The further to the left or the right you move, the more your lens on life distorts.

Thursday, April 02, 2015

Walk Away

As deadline after deadline passes and Barack Obama's Team of 2s continues in its effort to find a level of capitulation that is acceptable to Iran, I'm reminded of simple words of wisdom imparted when I went to purchase my first used car (a beat up Chevy). My father said this: "You have to be willing to walk away. If the deal isn't right, thank the seller for his time and walk away. You'd be amazed how often the terms of the deal can change as you're walking out the door."

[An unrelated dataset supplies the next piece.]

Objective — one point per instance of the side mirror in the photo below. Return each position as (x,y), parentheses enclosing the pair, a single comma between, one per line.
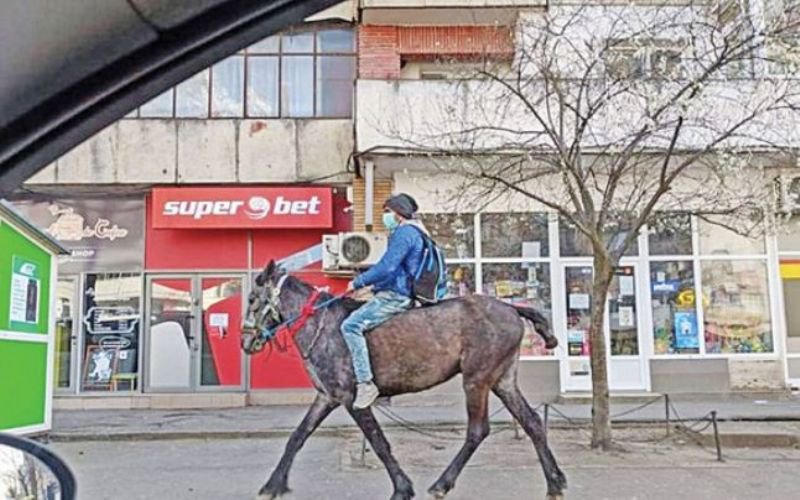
(30,471)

Now, I'm the first to admit that buying a cheap used car isn't quite the same as negotiating a nuclear arms deal, but the basic principle imparted by my father remains the same. It appears that the golden boys on Obama's Team of 2s never learned that simple wisdom (with silver spoon in hand, they probably had their staff do all the automotive negotiations at the Jaguar/Bentley dealership), and now, they refuse to walk—even though the Iranian demands are unacceptable.

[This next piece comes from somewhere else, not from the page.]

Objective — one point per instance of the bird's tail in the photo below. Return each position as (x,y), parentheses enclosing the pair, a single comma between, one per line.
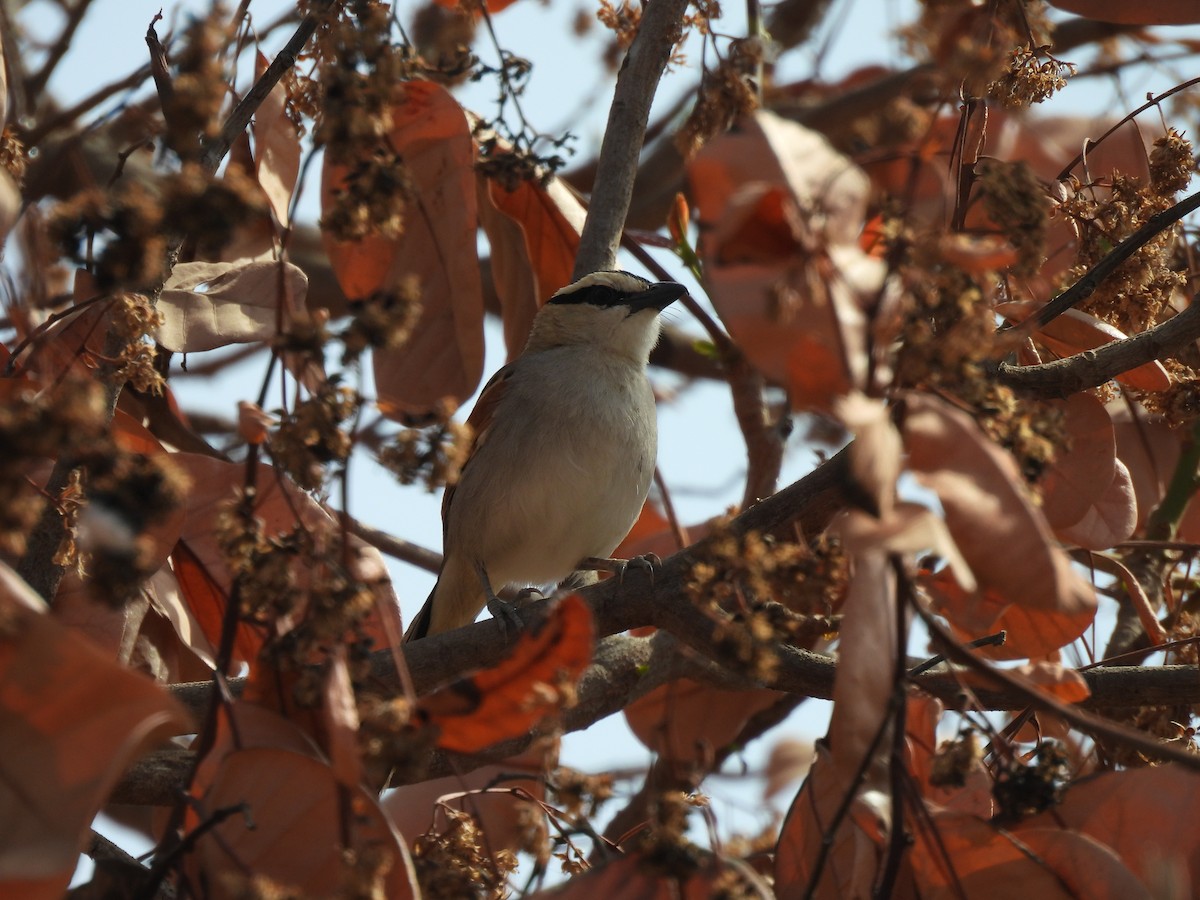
(419,627)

I suspect that John Kerry, under Obama's direction, would happily agree to the removal of all sanctions right now, so this president could achieve his "landmark diplomatic achievement." Luckily, even Obama couldn't get away with that. A bipartisan majority of Congress would justifiably scream bloody murder.

John Podhoretz uses an amusing metaphor to describe the current situation:
[Secretary of State John] Kerry is the party guest who wouldn’t leave. Kerry is the customer in the restaurant after closing time who remains sitting at his table while the staff puts the chairs up, turns the lights off in the front and then goes downstairs to change so they can go home — and when they come upstairs he’s still there, John Kerry is, sipping on his flat Pellegrino.

Kerry has morphed into the absurdist movie director Luis Bunuel, whose famous 1962 film “The Exterminating Angel” is about a group of people at a dinner party in Mexico City who find it impossible to leave the dining room in which they have gathered, for weeks and weeks.

In Bunuel’s case, he only wrote and directed “The Exterminating Angel.” Kerry is both writer, director and star of this remake, and his fellow cast members are [Iran's negotiator] Zarif and the other diplomats in the so-called P5+1 process whom he has trapped in Lausanne.

Every director needs a studio executive to greenlight his would-be masterpiece, and in this case, the executive in charge of production is President Obama.

Obama is like the executives back in 1980 at United Artists who agreed to make “Heaven’s Gate” and then continued pouring money into it even as it became a bottomless well of expense.

To acknowledge the mistake and cancel the production in the middle would have been to admit a mistake so profound it would have humiliated them beyond measure.

Of course, once the picture was done, they weren’t just humiliated — they were fired, en masse, and United Artists literally went out of business.

Obama won’t be fired, and the United States won’t go out of business. But whatever happens at the end of this negotiation, he and Kerry and the nation they represent will have been humiliated, United-Artists style.
Humiliation is one thing, but the potential for a mushroom cloud over the Middle East is quite another. Returning to my used car metaphor, it's better that we don't pay far too much for a car that will breakdown within a quarter mile of the showroom. It's far better to walk away.